If you read their earnings release from yesterday[1], you will see this gem "Average cost-per-click, which includes clicks related to ads served on Google sites and the sites of our Network members, decreased approximately 6% over the second quarter of 2012 and decreased approximately 2% over the first quarter of 2013." If you aren't careful you might think that is a "good thing" Gee it cost them 6% less to get a click? No, that isn't the definition you should use [2] the price they got per click went down. So when you get less per click, well you make it up in volume (which they did with a 23% increase in paid clicks).

What that means in simple terms is that the business unit that makes about 10x the revenue of all other Google businesses combined, is showing weakness. And Google is responding as they must, by increasing the opportunity you have to click on ads, as the price per click is a market thing (there are others who are offering ad channels).

This is the fundamental around all of the changes Google is putting in place in their properties (keeping you on their SERP, making everything G+, wrapping your experience in IOS around their applications).

I don't think the changes you are seeing are "wrong", I think they are inevitable.

[1] http://investor.google.com/earnings/2013/Q2_google_earnings....

[2] http://en.wikipedia.org/wiki/Pay_per_click



is it possible their cpc went down because they've overwhored themselves and not the other way around? I seem to recall a shit ton of changes to SERPs preceding and during the periods mentioned.
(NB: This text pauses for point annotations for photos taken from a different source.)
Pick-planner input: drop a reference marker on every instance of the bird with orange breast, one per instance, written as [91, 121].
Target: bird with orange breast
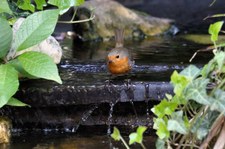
[119, 59]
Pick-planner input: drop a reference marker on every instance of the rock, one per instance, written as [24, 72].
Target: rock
[110, 15]
[49, 46]
[5, 126]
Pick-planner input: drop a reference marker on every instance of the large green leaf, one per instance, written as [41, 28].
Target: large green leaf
[40, 4]
[196, 91]
[176, 123]
[35, 29]
[25, 5]
[64, 5]
[40, 65]
[4, 7]
[218, 102]
[8, 83]
[5, 37]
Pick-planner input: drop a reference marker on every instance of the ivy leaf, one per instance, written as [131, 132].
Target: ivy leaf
[35, 29]
[164, 108]
[203, 124]
[161, 126]
[40, 4]
[160, 144]
[65, 4]
[4, 7]
[214, 30]
[196, 91]
[8, 83]
[25, 5]
[116, 134]
[191, 72]
[15, 102]
[220, 59]
[5, 37]
[179, 82]
[218, 102]
[138, 135]
[40, 65]
[176, 123]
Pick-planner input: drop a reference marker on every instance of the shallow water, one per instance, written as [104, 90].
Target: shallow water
[155, 59]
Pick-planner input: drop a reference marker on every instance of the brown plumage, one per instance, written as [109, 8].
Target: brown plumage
[119, 59]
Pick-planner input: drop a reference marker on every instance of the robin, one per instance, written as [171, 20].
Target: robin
[119, 59]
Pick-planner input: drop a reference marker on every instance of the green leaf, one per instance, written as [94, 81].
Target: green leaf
[25, 5]
[35, 29]
[160, 144]
[40, 65]
[176, 123]
[196, 91]
[218, 102]
[5, 37]
[116, 134]
[8, 83]
[214, 30]
[40, 4]
[191, 72]
[179, 82]
[202, 124]
[164, 108]
[65, 4]
[137, 136]
[15, 102]
[4, 7]
[220, 59]
[161, 126]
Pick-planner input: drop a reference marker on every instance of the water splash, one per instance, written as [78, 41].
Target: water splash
[85, 116]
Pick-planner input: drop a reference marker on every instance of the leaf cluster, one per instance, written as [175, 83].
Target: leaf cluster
[187, 118]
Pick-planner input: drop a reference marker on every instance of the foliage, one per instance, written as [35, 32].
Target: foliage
[38, 25]
[135, 137]
[194, 115]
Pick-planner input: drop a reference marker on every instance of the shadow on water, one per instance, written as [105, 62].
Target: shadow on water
[77, 121]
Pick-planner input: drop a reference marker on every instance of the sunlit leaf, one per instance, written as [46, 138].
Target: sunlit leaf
[191, 72]
[196, 91]
[164, 108]
[5, 37]
[161, 126]
[214, 30]
[25, 5]
[176, 123]
[202, 125]
[15, 102]
[179, 82]
[35, 29]
[40, 65]
[40, 4]
[116, 134]
[160, 144]
[218, 102]
[65, 4]
[4, 7]
[8, 83]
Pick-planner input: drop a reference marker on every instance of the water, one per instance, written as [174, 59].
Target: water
[155, 58]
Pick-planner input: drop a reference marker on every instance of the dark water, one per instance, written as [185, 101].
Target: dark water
[157, 52]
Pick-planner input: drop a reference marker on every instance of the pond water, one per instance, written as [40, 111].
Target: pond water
[156, 51]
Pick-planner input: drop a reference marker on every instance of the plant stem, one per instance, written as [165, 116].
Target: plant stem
[124, 142]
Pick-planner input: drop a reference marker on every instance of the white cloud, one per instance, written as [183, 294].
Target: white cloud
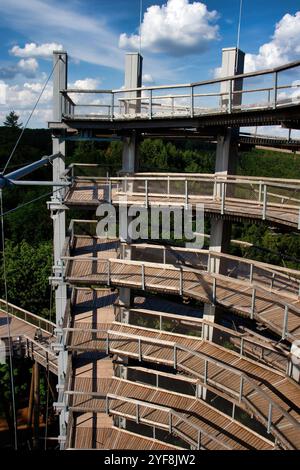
[28, 66]
[34, 50]
[176, 28]
[86, 84]
[147, 78]
[86, 37]
[283, 47]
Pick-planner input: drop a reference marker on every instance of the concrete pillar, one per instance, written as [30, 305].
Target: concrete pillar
[226, 161]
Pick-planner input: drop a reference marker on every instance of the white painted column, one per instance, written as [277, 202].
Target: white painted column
[226, 160]
[133, 79]
[60, 61]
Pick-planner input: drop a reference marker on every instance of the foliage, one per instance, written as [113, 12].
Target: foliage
[28, 268]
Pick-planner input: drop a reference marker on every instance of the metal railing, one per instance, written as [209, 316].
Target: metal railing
[177, 280]
[263, 350]
[241, 388]
[187, 100]
[228, 194]
[28, 317]
[173, 418]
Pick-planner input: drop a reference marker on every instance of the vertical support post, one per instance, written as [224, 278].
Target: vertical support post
[253, 298]
[36, 405]
[112, 112]
[60, 81]
[150, 104]
[186, 193]
[269, 418]
[146, 194]
[265, 194]
[192, 102]
[226, 160]
[275, 89]
[285, 322]
[143, 276]
[180, 281]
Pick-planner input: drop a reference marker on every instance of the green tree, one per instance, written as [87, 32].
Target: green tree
[12, 120]
[28, 268]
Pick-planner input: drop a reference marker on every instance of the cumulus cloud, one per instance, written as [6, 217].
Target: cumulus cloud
[176, 28]
[34, 50]
[26, 67]
[283, 47]
[148, 79]
[86, 84]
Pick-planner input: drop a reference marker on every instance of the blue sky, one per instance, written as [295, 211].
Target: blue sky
[181, 42]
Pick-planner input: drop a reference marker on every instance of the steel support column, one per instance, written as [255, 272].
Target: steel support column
[60, 61]
[226, 160]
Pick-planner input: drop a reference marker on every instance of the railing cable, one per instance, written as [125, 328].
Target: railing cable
[30, 116]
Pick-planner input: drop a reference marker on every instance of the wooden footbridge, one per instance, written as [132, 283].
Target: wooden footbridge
[142, 360]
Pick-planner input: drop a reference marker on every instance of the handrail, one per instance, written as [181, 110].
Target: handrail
[26, 316]
[238, 396]
[280, 68]
[287, 306]
[170, 411]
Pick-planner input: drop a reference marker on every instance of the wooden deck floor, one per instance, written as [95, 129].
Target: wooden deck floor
[230, 293]
[228, 431]
[89, 195]
[24, 334]
[90, 433]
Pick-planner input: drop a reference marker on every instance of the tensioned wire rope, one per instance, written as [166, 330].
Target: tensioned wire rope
[10, 344]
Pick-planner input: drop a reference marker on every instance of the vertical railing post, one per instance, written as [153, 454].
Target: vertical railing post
[109, 191]
[285, 321]
[170, 422]
[253, 298]
[259, 192]
[146, 194]
[175, 356]
[264, 202]
[269, 418]
[192, 102]
[140, 349]
[180, 281]
[150, 104]
[143, 276]
[230, 97]
[205, 371]
[222, 198]
[186, 193]
[112, 106]
[108, 272]
[199, 440]
[214, 296]
[242, 347]
[241, 388]
[251, 273]
[107, 343]
[275, 89]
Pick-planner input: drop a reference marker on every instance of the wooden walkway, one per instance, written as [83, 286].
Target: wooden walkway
[276, 312]
[89, 194]
[91, 392]
[28, 336]
[89, 432]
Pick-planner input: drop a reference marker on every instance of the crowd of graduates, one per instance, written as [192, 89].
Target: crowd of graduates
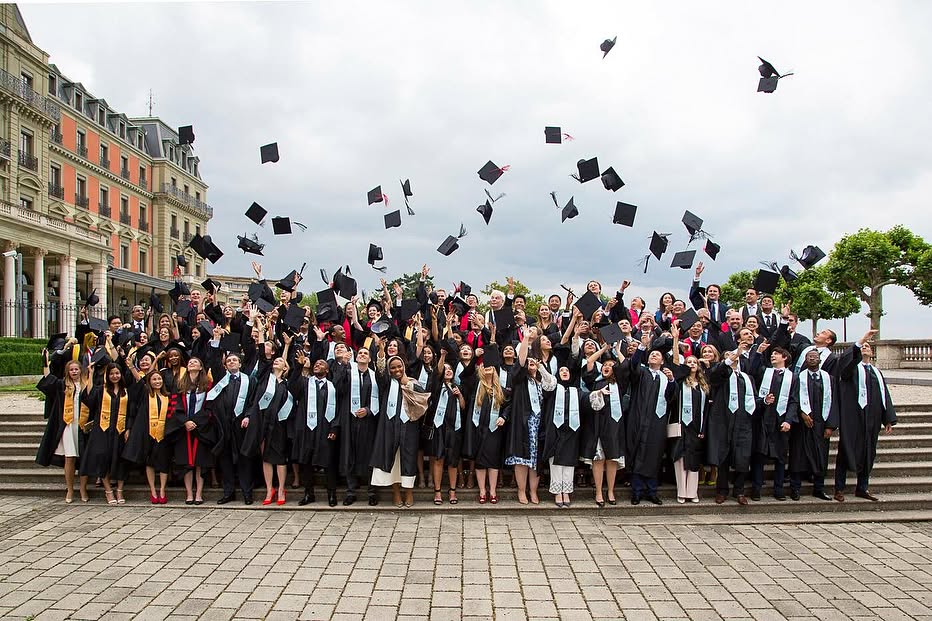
[431, 390]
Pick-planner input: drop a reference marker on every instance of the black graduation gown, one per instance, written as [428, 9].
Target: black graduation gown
[394, 434]
[728, 434]
[311, 447]
[646, 433]
[809, 447]
[358, 434]
[769, 441]
[859, 428]
[54, 390]
[103, 450]
[562, 444]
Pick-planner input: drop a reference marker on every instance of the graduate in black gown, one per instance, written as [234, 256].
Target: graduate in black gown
[814, 407]
[864, 407]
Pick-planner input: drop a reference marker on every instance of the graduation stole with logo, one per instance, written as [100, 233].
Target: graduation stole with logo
[105, 409]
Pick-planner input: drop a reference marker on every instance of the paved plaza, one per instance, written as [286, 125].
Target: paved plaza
[97, 562]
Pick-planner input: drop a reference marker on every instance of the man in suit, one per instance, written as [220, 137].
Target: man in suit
[717, 308]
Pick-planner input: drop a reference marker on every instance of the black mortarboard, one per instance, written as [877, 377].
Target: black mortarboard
[490, 172]
[294, 316]
[611, 333]
[269, 152]
[624, 214]
[250, 245]
[155, 302]
[766, 281]
[588, 170]
[256, 213]
[692, 222]
[289, 282]
[611, 180]
[407, 310]
[56, 341]
[688, 318]
[186, 134]
[504, 318]
[587, 305]
[569, 211]
[393, 219]
[486, 210]
[811, 255]
[683, 259]
[491, 356]
[658, 245]
[607, 46]
[375, 195]
[281, 225]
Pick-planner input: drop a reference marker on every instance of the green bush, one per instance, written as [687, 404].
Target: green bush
[20, 363]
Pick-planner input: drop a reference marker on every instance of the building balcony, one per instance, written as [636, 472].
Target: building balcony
[28, 161]
[14, 85]
[201, 207]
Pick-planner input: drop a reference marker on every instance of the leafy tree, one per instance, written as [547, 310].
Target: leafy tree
[812, 300]
[867, 261]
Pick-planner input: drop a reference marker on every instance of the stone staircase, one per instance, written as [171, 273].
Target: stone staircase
[902, 478]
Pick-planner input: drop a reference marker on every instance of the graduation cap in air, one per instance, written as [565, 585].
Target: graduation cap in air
[155, 302]
[490, 172]
[250, 244]
[683, 259]
[607, 46]
[588, 170]
[569, 211]
[811, 255]
[768, 77]
[269, 153]
[451, 243]
[205, 247]
[611, 180]
[375, 254]
[393, 219]
[375, 195]
[256, 213]
[186, 134]
[486, 210]
[624, 214]
[407, 193]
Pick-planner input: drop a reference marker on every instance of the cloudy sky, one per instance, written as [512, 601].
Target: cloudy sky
[359, 94]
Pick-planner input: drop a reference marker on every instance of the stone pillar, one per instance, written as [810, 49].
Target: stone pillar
[9, 293]
[39, 295]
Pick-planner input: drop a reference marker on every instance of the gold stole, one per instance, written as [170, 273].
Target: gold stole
[105, 409]
[157, 424]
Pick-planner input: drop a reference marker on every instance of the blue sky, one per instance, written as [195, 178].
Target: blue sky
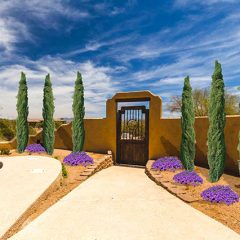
[117, 45]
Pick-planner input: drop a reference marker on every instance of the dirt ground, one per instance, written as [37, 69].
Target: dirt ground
[228, 215]
[66, 186]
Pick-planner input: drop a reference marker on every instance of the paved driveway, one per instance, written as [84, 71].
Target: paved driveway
[121, 203]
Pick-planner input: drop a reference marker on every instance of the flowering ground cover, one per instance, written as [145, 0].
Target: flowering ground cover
[35, 148]
[188, 178]
[78, 158]
[167, 163]
[220, 194]
[228, 215]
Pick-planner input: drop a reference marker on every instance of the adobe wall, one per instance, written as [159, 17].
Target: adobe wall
[164, 134]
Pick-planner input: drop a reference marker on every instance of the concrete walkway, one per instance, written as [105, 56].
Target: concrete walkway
[22, 181]
[121, 203]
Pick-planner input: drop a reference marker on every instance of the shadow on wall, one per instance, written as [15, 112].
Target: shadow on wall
[169, 148]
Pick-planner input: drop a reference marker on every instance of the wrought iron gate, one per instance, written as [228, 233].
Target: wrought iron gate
[132, 135]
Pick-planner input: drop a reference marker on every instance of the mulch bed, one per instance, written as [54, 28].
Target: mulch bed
[228, 215]
[76, 175]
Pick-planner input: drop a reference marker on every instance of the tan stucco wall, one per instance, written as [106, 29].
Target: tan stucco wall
[164, 134]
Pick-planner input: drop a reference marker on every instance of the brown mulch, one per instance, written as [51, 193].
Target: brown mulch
[228, 215]
[66, 185]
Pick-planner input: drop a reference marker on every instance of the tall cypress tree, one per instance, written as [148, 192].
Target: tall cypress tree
[48, 121]
[216, 114]
[22, 130]
[187, 149]
[78, 132]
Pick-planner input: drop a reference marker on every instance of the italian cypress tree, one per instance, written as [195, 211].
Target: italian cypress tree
[187, 149]
[78, 133]
[48, 121]
[216, 142]
[22, 130]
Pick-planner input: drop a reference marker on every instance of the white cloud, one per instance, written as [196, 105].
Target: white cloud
[180, 3]
[14, 28]
[98, 84]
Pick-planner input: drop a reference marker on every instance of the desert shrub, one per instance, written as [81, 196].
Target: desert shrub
[167, 163]
[220, 194]
[78, 158]
[188, 178]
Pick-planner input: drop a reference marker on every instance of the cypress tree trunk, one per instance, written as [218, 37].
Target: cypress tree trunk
[78, 133]
[239, 144]
[22, 130]
[187, 149]
[216, 142]
[48, 121]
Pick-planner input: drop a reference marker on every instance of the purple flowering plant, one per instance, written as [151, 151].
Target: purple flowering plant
[220, 194]
[78, 158]
[188, 178]
[35, 148]
[167, 163]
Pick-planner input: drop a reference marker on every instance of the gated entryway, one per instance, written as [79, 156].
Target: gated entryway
[132, 135]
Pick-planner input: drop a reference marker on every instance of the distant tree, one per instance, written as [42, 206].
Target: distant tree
[200, 98]
[78, 132]
[22, 130]
[216, 142]
[47, 113]
[187, 150]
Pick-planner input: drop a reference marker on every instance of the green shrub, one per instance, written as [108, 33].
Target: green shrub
[64, 171]
[4, 151]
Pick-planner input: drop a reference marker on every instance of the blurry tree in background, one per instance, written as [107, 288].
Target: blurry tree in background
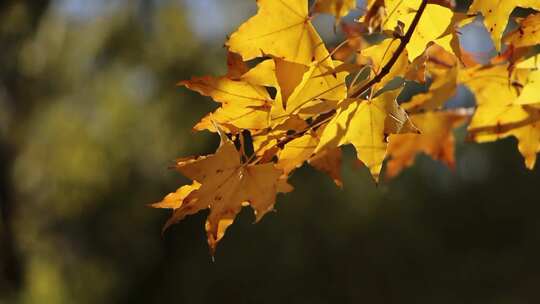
[90, 117]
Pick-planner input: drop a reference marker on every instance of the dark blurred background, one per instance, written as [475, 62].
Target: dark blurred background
[90, 119]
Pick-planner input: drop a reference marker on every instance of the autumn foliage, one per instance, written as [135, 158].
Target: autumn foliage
[289, 99]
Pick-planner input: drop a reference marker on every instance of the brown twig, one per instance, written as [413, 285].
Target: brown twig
[388, 66]
[323, 118]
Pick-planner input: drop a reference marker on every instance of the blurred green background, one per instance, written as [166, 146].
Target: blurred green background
[90, 119]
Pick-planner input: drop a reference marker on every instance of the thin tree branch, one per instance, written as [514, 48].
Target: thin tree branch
[404, 41]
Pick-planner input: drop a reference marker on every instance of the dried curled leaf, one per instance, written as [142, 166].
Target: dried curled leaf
[366, 124]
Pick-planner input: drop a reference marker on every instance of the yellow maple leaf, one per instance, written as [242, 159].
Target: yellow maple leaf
[243, 105]
[527, 34]
[306, 92]
[530, 93]
[329, 162]
[496, 14]
[175, 199]
[225, 186]
[442, 68]
[436, 140]
[366, 124]
[379, 55]
[281, 28]
[499, 113]
[236, 67]
[338, 8]
[296, 152]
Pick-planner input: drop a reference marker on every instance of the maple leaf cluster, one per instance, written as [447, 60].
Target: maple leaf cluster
[287, 99]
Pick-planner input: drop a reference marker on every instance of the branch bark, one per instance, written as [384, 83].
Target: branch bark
[403, 43]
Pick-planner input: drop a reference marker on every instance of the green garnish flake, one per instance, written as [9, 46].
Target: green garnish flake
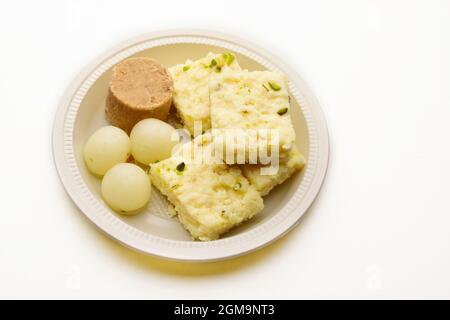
[275, 86]
[229, 58]
[180, 167]
[282, 111]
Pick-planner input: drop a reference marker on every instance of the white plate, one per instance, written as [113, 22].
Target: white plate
[81, 112]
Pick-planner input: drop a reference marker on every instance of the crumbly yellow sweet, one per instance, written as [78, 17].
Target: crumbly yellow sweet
[253, 101]
[209, 198]
[191, 95]
[265, 183]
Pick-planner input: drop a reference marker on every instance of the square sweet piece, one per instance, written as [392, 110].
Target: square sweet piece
[210, 198]
[253, 101]
[265, 183]
[191, 94]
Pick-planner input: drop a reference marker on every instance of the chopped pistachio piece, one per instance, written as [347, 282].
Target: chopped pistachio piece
[229, 59]
[282, 111]
[237, 186]
[275, 86]
[181, 166]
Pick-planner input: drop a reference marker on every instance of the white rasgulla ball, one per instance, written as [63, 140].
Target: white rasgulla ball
[105, 148]
[152, 140]
[126, 188]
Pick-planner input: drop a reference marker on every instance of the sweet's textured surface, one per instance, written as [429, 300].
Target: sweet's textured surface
[209, 198]
[253, 101]
[140, 88]
[265, 183]
[191, 94]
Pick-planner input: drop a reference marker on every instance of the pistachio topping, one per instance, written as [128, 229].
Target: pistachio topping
[181, 166]
[275, 86]
[282, 111]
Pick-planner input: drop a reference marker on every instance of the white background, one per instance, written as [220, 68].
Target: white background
[381, 225]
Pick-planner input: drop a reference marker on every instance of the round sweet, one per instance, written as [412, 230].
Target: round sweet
[105, 148]
[126, 188]
[152, 140]
[140, 88]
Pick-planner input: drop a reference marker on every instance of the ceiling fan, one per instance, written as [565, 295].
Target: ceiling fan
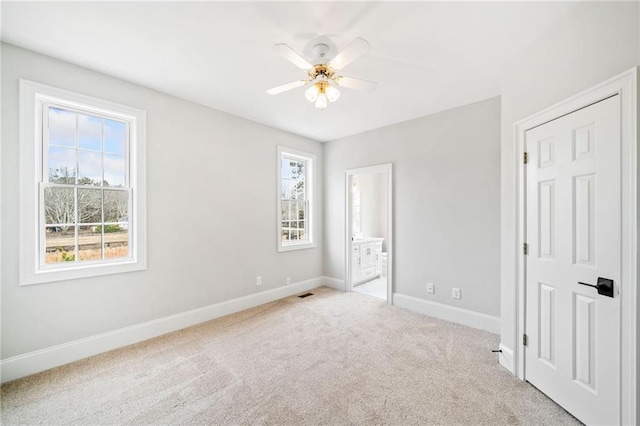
[323, 74]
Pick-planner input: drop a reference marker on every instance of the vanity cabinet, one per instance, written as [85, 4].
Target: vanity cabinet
[366, 259]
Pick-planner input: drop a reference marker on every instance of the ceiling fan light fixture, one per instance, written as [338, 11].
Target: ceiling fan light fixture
[321, 102]
[312, 93]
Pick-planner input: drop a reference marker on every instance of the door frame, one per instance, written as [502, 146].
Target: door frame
[626, 86]
[387, 170]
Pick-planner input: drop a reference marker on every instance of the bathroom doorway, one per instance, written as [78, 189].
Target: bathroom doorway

Absolutely, but Google runs experiments all the time. If underwhoring would boost their CPC then those experiments will surface that fact. That it hasn't suggested to me that alternatives have cut into their margins. Since nobody likes to cede margin, they can either ride it into the ground (a common response) or change. Either way it will be different.


might be inevitable for Google. Might not be for another clever service provider, or might not be for a paying-solution.

Either way, Gmail is going down with things like that. Internet is one space where people can choose not to have ads, and nobody likes ads.


I agree but I suspect the choices are subscriptions or ads. As the Internet has matured the 'free' option is going away. Developers of course will be able to fund their own infrastructure (sort of a self subscribe model :-) but the 'free' internet is definitely going away.


> the 'free' internet is definitely going away.

I really don't see that, we still have a huge number of free application. Maybe google is having some issues (google reader and gmail) but you still have a huge number of alternatives that are still free.


Who fucking cares. Google sucks now. Gmail sucks now. I am aborting all Gmail related accounts post-haste.

I may as well be using AOL. Those stupid tabs, and retarded categories are bullshit. The exact kind of noisy, cluttered, shitty interface I'd expect from any other e-mail service.

Fuck them in the ear.


This response made me actually laugh out loud, mostly because of the delivery combined with it's accuracy in alluding to something very important:

We often seem to look at an issue from the other's point of view and deem it wrong or okay based on that. Why? Why not look at these situations that affect us directly from our point of view? Sometimes all that matters is you. This is one of those times.


Also: note the originating username.


I don't disagree with you, but it took me all of 2 seconds to disable the new tabs. I haven't seen any of the ads mentioned in the original tweet, so maybe this is a solution?

To do it: Hit the Plus sign at the edge of the tabs, and uncheck everything except Primary. You'll be displayed a message saying that you disabled the new tabs.


Bravo sir, bravo. Not sure why you felt the need to create a throwaway account for it as it is a completely valid point of view. To completely capture the meme though a "and git off my lawn!" is needed there at the end :-)

As for your rhetorical question about who cares, I'm guessing the folks who've seen Google stock go from $600 to $900 are wondering if its time to switch to something else. If you're anonymous opinion is common among their users then the answer to their question would be "yes, definitely."